# First DSLR!



## rik6230 (Jan 8, 2008)

Congrats with your new camera.


----------



## cisobe (Feb 22, 2010)

Congrats on the new camera! There a lot good sources online to learn techniques. Youtube is a great source.

My typical recommendation is a book by Bryan Peterson called Understanding Exposure. Its a great starting point to understand the basics of exposure.


----------



## Megora (Jun 7, 2010)

Congrats<:

I have a Canon vs Nikon, but had to share... after I purchased my "big camera", I'd been thinking it wouldn't be a huge deal going back to my basic camera for any of those times where I'd be nervous about having a big camera around. *laughs* I borrowed my mom's little camera and couldn't believe how limited it was. No way I could go back....


----------



## soxOZ (Dec 13, 2007)

Congrats on your new camera, the Nikon D5100 is a great DSLR and will give you great results...
Just start using it and if you have any problems just ask as there's few here that are very photo savvy...
Also go over the the NikonCafé (_www.nikoncafe.com_) as there are plenty of very helpful people there to help you out with a lot of interesting information...


----------



## Otter (Feb 23, 2011)

soxOZ said:


> Also go over the the NikonCafé (_www.nikoncafe.com_) as there are plenty of very helpful people there to help you out with a lot of interesting information...


*+1*
There are several people here on this forum that are also often seen at NikonCafe.


----------



## FeatherRiverSam (Aug 7, 2009)

That's great...congratulations on your new camera. My first tip would be get out and use it! And post lots of pictures!
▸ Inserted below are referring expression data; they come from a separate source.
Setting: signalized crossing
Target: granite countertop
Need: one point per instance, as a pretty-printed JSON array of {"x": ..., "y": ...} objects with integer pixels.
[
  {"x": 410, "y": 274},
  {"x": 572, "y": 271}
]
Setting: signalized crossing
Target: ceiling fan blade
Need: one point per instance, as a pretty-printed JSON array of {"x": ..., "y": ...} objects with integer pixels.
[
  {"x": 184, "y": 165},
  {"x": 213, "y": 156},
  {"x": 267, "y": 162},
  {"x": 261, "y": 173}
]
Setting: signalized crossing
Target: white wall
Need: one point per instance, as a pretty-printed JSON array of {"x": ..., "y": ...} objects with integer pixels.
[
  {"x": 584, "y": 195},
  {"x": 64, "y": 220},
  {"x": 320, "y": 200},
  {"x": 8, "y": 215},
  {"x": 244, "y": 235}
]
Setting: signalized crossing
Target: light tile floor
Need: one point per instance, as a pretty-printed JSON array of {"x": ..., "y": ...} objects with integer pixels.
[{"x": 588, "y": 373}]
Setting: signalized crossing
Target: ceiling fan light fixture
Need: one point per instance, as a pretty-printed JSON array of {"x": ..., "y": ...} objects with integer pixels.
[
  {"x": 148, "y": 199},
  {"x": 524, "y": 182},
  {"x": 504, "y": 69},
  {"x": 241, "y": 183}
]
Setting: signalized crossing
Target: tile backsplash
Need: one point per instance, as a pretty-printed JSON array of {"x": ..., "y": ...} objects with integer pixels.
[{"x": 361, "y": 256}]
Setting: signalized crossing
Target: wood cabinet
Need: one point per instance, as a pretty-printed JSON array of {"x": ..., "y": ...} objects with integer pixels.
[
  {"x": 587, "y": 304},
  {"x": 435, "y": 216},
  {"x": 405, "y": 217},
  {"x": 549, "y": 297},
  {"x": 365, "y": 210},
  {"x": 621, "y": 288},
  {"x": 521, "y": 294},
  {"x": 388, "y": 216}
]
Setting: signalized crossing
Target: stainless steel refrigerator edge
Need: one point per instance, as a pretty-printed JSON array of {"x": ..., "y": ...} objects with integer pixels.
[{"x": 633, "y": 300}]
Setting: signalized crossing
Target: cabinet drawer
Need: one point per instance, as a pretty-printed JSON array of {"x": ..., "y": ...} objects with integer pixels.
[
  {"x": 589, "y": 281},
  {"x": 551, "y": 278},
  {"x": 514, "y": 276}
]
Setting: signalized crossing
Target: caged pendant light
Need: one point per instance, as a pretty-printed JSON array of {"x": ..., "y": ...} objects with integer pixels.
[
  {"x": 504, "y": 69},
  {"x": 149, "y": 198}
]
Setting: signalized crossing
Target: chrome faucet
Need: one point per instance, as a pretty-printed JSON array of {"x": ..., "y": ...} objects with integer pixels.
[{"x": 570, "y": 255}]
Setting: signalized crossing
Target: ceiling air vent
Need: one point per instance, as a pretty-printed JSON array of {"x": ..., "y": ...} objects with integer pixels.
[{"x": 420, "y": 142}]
You've already heard from some of the best on this forum ^^^^ if you have any questions just post them. They and others will be more than willing to help.

And have fun...and be prepared it very addicting.

Pete


----------



## Sydney's Mom (May 1, 2012)

I love this thread - you guys are awesome. thanks for all the tips.  Excited to spend some time shooting this weekend!!!


----------



## xoerika620xo (May 25, 2012)

Congrats on your new camera!!! I would love to get one of those too it's on my Christmas and birthday list. I can't wait to see the pictures you post they are going to be beautiful


Sent from my iPhone using PG Free


----------



## Brody's the best (Feb 5, 2013)

I'm 14 and have been shooting full manual for two years. Google will be your best friend as a photographer  also there are many good books at the library to help you learn! I also have the Nikon D5100 and it's a great camera. 

Check out some of my photos. http://www.flickr.com/photos/[email protected]/


Sent from Petguide.com Free App


----------



## Brody's the best (Feb 5, 2013)

Whoops, didn't see that this was an old thread


Sent from Petguide.com Free App


----------



## cisobe (Feb 22, 2010)

Brody's the best said:


> Whoops, didn't see that this was an old thread
> 
> 
> Sent from Petguide.com Free App



Nice shots!


----------



## USAFWife74 (Jan 13, 2013)

Great pics! My husband has this camera and loves it!!! Not sure what his lens size is, but he always gets remarks on it! LOL


Sent from Petguide.com App


----------